The environment we live in is highly dynamic and yet it presents us with continuous sensory regularities. This allows us to implicitly and explicitly extract regularities and associations from our environment and establish internal representations of the external world (Clark, 2013). Once these representations are built to form a hierarchical generative model, temporal regularities can be anticipated through top-down predictions. Meaning, less time and attention is required to process these sensory stimuli. Neurophysiological accounts postulate that these top-down predictions are represented by beta/alpha oscillation dominance, whilst feedforward projection of novel information is represented by dominating gamma oscillations (Cao et al., 2017). Furthermore, to optimise the bidirectional information transfer, this interplay of oscillations does not occur simultaneously but is instead segregated into periods of either dominating beta/alpha or dominating gamma oscillations (Fontolan et al., 2014). Yet, what remains speculative is the generation process of implicit predictions, i.e. we know little about the electrophysiological nature outlining the build-up of predictions and how these predictions are influenced by the constant stream of competing interoceptive and exteroceptive input. With this study we therefore intend to investigate the electrophysiological insights into the nature of predictions underlying visual statistical learning.

References

Cao, L., Thut, G., & Gross, J. (2017). The role of brain oscillations in predicting self-generated sounds. NeuroImage, 147, 895-903.

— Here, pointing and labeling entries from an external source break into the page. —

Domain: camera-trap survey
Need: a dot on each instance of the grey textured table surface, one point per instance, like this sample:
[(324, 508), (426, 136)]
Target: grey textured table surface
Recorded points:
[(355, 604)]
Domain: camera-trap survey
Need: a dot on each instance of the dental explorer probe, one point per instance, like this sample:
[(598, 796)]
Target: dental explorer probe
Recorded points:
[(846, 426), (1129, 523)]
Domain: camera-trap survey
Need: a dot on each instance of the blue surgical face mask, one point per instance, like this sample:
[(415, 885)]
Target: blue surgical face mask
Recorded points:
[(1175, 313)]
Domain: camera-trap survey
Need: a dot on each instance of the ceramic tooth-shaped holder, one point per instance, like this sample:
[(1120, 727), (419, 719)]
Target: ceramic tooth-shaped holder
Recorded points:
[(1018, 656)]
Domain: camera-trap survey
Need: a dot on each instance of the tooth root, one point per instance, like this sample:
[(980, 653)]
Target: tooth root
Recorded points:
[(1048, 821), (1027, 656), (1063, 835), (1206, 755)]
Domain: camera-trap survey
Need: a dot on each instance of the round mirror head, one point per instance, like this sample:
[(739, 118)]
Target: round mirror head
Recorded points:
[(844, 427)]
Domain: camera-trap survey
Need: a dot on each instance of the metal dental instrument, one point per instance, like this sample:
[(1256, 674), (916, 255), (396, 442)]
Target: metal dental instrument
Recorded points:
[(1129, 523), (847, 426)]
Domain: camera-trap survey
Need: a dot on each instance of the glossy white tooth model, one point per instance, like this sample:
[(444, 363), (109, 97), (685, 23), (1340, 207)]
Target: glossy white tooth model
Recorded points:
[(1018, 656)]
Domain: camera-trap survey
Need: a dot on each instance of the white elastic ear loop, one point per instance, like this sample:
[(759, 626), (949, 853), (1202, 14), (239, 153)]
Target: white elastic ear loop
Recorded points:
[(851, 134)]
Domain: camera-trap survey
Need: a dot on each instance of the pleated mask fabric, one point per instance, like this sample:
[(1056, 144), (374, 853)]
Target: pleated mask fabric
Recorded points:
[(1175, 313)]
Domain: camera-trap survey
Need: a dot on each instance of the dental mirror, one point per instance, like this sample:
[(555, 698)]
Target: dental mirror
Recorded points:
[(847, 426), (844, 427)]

Clark A. (2013). Whatever next? Predictive brains, situated agents, and the future of cognitive science. Behav Brains Sci, 36, 181-204.

Fontolan, L., Morillon, B., Liegeois-Chauvel, C., & Giraud, A.-L. (2014). The contribution of frequency-specific activity to hierarchical information processing in the human auditory cortex. Nature Communications, 5, 1-10.

 

Publications

Roehe, M.A., Kluger, D.,  Schubotz, R.I. (2023) Fluctuations in alpha and beta power provide neural states favourable for contextually relevant anticipatory processes. European Journal of Neuroscience (in press)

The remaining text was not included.